Ilma Jaganjac, Angelos-Ermis Mangos, Marvin Blommestijn, Pravesha Ramsundersingh.

Group 9.

Paper. Website. Source code.

(Visit our website!) This project creates a dataset and analysis framework to evaluate the sustainability of government-developed open-source software. It collects repositories from five countries: the United States, the Netherlands, Greece, Germany, and France, and assesses them across five dimensions: technical, environmental, economical, social, and individual. The technical evaluation focuses on code quality, documentation, testing practices, and modularity using automated AI analysis. Environmental sustainability is measured through energy efficiency and carbon footprint estimates based on runnability and programming language efficiency.
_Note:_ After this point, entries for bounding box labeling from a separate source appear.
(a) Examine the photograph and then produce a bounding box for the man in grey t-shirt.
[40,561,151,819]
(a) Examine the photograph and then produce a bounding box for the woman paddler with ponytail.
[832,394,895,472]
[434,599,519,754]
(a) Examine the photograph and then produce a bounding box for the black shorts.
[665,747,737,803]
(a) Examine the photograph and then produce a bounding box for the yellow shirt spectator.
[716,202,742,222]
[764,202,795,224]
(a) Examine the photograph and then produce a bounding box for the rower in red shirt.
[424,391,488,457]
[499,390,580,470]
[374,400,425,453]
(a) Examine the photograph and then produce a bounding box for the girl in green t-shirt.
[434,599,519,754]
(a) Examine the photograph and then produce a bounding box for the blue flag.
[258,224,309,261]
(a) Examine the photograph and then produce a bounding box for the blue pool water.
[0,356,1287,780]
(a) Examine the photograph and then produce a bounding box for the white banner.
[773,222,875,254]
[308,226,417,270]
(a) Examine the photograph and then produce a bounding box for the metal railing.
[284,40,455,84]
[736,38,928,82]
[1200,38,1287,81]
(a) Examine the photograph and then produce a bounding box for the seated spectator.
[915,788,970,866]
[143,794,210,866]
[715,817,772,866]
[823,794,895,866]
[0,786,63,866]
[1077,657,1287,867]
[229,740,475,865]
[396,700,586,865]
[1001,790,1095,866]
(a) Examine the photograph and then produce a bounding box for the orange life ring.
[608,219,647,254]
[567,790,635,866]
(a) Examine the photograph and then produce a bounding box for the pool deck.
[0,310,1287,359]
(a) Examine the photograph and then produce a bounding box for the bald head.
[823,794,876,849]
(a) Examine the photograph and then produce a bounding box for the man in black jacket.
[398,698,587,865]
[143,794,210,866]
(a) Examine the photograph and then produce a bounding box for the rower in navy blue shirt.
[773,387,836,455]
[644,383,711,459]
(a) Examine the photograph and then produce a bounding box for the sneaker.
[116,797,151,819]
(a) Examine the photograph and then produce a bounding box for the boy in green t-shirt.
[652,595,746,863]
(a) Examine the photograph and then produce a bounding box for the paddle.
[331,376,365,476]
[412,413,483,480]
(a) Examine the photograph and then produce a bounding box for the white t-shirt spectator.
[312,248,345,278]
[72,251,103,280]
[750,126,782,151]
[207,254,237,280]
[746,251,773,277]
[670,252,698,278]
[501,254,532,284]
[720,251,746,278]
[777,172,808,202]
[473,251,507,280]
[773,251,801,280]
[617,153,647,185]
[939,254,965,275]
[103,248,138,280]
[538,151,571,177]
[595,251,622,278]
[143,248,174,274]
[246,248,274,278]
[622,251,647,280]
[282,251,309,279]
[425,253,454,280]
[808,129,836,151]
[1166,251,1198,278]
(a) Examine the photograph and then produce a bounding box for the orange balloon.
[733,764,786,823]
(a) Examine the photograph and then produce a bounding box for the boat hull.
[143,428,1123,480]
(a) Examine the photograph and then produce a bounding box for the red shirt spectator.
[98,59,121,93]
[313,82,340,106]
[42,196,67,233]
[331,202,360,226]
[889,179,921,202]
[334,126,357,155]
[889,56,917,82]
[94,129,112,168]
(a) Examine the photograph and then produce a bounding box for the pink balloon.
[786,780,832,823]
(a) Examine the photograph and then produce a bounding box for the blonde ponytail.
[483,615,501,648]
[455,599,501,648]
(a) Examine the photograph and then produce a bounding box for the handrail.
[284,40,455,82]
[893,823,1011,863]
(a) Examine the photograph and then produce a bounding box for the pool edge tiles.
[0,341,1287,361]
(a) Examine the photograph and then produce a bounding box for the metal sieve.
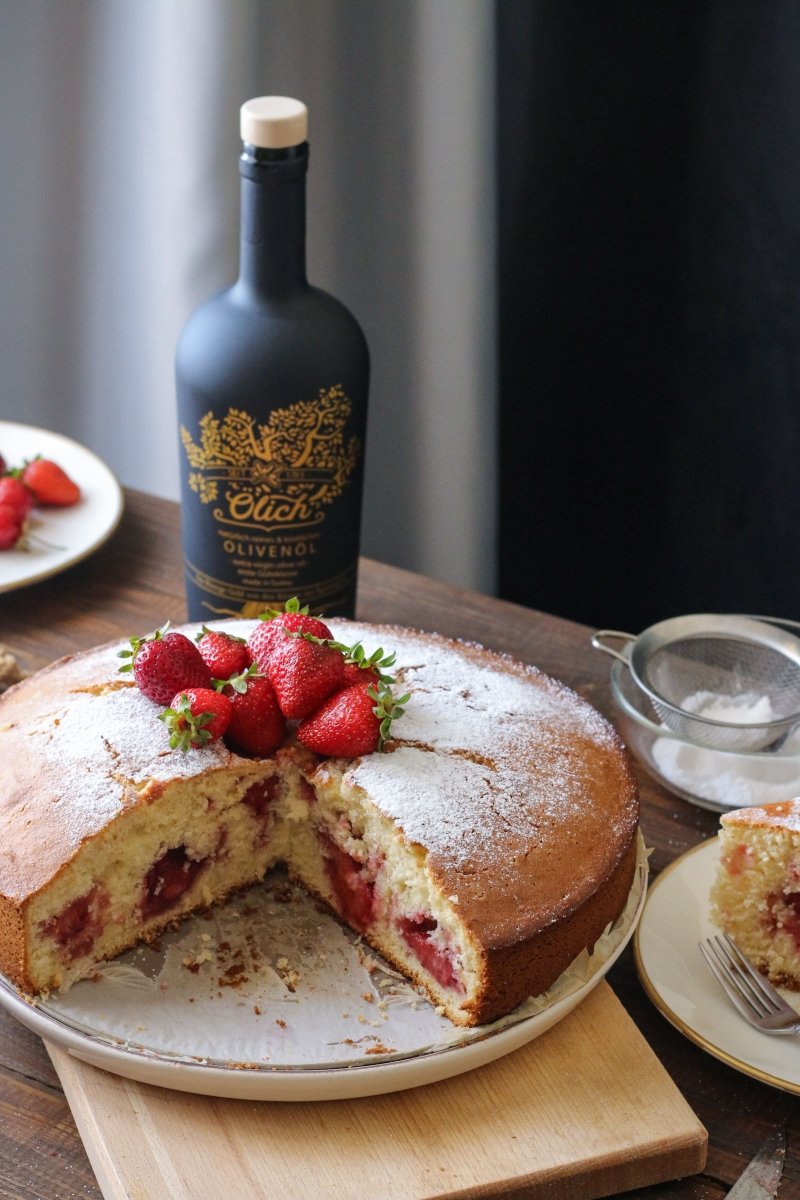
[591,613,800,751]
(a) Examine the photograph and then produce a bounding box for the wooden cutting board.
[48,982,708,1200]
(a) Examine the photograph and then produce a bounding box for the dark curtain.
[497,0,800,632]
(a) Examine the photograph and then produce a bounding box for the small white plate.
[0,421,124,592]
[633,838,800,1093]
[0,839,648,1100]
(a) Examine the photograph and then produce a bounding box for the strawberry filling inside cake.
[0,622,638,1025]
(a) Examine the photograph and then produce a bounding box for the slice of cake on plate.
[711,799,800,991]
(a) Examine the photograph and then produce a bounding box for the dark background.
[497,0,800,632]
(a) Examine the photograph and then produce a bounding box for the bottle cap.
[240,96,308,150]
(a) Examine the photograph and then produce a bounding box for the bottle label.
[180,385,362,616]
The economical dimension identifies redundant projects via clustering and textual similarity analysis, which could help reduce development costs. Social sustainability is examined by analyzing commit message sentiment and community engagement, while the individual aspect looks at contributor diversity, retention, and project openness. An interactive dashboard built with Streamlit visualizes these metrics with radar charts, bar graphs, and pie charts, providing clear insights into each country's performance and areas for improvement. The project aims to support sustainable software engineering practices in the public sector by addressing challenges such as limited documentation, low testing standards, and language barriers.